A lot of this stuff is more complicated because there are more sophisticated options. For example, to charge a 12V battery from a solar panel you can either just clamp the voltage and protect the battery from too much voltage from the panel. Or you can use a MPPT controller that converts the voltage down to a safe charging voltage, conserving the overall watts from the panel. People don't need to know 'too much' but there are a lot of paths to the same goal of solar charging and creating 120VAC from a 12V DC battery.
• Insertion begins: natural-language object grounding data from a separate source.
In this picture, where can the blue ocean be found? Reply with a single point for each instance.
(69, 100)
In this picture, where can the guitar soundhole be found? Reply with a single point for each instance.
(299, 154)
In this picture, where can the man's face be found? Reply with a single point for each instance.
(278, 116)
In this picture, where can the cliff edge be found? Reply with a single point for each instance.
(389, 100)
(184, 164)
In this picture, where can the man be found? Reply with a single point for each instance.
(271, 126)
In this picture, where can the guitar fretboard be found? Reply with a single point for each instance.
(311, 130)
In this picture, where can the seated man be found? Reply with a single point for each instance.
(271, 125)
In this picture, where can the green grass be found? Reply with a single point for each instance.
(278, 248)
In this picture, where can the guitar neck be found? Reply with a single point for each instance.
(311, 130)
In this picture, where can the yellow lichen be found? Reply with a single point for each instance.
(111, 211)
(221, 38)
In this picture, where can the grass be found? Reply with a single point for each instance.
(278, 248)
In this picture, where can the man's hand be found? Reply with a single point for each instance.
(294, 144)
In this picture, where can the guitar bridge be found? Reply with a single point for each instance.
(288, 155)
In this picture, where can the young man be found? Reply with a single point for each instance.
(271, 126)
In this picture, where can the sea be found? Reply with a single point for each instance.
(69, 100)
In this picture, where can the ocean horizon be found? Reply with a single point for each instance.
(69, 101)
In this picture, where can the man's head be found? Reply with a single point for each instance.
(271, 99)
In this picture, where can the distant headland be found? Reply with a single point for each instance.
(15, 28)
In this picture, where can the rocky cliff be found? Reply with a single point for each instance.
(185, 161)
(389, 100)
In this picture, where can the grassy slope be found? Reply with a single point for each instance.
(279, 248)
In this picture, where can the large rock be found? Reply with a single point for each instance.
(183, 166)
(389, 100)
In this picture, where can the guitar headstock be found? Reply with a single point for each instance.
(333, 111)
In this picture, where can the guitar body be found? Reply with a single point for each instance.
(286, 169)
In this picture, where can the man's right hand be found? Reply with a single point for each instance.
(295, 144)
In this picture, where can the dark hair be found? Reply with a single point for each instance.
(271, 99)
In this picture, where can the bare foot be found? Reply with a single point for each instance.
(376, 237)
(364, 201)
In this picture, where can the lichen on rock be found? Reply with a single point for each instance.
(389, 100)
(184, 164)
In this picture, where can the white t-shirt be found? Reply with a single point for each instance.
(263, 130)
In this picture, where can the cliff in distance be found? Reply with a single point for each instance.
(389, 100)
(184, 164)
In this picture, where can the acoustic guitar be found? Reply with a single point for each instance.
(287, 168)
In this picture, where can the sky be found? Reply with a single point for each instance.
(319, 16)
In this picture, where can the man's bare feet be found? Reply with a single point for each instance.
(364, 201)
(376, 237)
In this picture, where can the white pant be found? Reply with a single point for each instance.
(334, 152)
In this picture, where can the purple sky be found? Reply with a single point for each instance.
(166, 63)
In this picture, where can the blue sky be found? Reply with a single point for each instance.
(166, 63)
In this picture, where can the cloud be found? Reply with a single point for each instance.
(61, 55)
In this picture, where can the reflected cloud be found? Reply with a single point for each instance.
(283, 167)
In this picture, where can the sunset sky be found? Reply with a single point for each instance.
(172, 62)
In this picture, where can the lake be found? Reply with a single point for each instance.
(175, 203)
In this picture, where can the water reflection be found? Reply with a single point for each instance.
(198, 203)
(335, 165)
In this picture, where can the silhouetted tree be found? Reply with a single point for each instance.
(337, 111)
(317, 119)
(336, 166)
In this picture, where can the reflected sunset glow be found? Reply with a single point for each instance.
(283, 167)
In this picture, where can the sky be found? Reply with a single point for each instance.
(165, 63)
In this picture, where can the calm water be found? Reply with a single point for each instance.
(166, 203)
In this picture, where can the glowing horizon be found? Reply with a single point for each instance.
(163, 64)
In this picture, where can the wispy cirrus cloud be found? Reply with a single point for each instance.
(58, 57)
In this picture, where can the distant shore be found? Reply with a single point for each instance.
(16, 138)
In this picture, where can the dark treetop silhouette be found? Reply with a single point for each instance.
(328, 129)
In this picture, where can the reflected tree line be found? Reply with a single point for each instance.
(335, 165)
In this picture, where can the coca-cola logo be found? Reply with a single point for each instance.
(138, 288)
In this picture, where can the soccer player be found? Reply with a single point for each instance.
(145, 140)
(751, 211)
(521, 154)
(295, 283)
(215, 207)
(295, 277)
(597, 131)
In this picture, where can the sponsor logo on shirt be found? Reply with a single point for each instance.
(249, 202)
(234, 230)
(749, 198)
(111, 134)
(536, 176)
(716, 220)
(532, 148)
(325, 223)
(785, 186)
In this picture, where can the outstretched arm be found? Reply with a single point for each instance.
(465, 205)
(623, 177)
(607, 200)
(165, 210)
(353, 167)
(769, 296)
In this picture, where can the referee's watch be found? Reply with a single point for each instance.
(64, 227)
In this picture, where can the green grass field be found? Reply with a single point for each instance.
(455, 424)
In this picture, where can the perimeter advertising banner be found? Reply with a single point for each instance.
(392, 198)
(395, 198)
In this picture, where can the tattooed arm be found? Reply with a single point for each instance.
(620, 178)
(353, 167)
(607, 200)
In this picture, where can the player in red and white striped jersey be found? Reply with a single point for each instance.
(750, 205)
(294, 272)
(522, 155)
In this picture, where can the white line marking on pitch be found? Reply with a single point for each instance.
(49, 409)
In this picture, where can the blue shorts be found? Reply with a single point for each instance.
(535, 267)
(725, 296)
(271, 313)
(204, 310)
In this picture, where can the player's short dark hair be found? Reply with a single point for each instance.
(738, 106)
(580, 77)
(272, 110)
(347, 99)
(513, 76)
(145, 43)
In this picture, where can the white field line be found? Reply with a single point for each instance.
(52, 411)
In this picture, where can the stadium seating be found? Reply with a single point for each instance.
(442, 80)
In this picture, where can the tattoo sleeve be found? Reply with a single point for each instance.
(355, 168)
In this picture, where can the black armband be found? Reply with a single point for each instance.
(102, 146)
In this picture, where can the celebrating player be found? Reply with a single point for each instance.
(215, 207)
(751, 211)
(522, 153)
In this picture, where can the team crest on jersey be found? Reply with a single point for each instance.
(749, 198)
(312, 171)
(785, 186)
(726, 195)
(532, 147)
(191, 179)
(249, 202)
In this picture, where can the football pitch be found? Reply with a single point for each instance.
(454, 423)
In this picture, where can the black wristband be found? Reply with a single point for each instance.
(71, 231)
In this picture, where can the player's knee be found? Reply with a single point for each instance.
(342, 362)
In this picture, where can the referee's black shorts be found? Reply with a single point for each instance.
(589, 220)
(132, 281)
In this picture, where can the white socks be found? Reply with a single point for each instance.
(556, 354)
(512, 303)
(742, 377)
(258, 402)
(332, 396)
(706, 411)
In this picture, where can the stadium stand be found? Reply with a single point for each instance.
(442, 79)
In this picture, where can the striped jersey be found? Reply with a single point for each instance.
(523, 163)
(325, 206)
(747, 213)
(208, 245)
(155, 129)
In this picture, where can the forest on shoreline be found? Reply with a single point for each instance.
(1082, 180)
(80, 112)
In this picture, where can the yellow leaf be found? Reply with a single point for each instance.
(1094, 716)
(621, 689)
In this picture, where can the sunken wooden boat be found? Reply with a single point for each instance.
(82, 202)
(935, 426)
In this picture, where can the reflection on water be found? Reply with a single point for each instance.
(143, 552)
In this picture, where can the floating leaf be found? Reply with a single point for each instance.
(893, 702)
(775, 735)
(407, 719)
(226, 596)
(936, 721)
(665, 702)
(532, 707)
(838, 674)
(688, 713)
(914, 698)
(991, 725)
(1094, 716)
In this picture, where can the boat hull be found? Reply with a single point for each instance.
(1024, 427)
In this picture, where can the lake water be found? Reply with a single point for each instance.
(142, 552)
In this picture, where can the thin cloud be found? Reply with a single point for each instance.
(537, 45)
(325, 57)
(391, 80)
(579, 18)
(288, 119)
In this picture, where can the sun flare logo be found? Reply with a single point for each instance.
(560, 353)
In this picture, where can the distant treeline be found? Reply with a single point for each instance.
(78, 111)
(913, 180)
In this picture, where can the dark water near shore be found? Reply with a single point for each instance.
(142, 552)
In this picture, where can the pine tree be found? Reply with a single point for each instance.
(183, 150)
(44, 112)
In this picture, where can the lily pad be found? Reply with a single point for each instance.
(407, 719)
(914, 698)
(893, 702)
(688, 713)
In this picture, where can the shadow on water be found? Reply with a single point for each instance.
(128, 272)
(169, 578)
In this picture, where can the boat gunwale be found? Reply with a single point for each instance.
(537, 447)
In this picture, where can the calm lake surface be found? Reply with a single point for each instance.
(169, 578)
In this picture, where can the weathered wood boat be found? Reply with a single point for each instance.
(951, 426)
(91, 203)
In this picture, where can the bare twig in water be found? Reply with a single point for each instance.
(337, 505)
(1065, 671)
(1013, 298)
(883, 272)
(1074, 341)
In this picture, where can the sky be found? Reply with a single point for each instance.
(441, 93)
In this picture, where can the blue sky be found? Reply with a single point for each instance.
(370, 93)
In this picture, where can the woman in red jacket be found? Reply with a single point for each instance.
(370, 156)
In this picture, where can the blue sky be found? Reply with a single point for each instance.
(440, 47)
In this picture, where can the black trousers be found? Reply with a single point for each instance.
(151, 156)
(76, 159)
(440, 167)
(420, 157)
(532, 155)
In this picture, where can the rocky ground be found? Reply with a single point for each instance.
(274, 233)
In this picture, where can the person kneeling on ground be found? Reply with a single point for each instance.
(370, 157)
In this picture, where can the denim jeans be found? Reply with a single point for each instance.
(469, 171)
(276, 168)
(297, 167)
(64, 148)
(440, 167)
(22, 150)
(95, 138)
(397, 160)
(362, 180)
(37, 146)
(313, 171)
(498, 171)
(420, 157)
I'm not real sure about riding the bike and charging the battery on the bike at the same time. You'd have to ask...
 

Court

Administrator
Staff member
Awesome information @George S., thanks for taking the time to help explain this to me. Admittedly it's still a bit foggy with so many options but this is a start if I or anyone else decides to pursue solar charging electric bike batteries :)
 

FitzChivalry

Active Member
BikesAtWork was specifically recommended by Practical Cycle, where I bought my City Commuter, when I asked about doing a Burley Travoy (which they didn't recommend due to needing special hardware to hook it up). I'm definitely interested in getting one of these someday.
 

Ravi Kempaiah

Well-Known Member
I noticed this heavy duty bike trailer on LifeEdited. If you figure a normal rider is putting out 100 watts (no athlete), that's actually OK with a trailer that easily handles 300 pounds, but only on a flat. It's manageable, costing maybe 3 mph.
On a 5% grade, 100 watts output from a rider is like, uh, fuggedaboutit. Not fast enough to stay stable. On the other hand, the typical ebike in the US is around 500 watts. Add those 500 watts to the 100 watts from the rider, and you can get up the hill closer to 10 mph, a decent pace.

View attachment 1417
Basically, you could bring home a washer or a refrigerator. The site shows some interesting uses, and there are several models.

George,

How is your health?
I hope you're getting better.
 

George S.

Well-Known Member
George,

How is your health?
I hope you're getting better.

Hi Ravi,

Thanks for asking. Been doing better with the lung efficiency. It's nice to have an e-bike with a throttle to use as a scooter. E-bikes can be very therapeutic because you are out there in the world and you can avoid doing anything that would be a strain. So much of being really sick is that the world gets small and closes in around you.

I've carried an oxygen tank, which is safer if I want to get a work-out. But overall I can stay off the oxygen during the days and hope to get off it entirely. The mile high altitude is a constraint.

I wish I could find a group ride because I know some of the regular bikers are a bit hostile to ebikes. I figure they would cut some slack for the poor guy with an oxygen tank and cannula.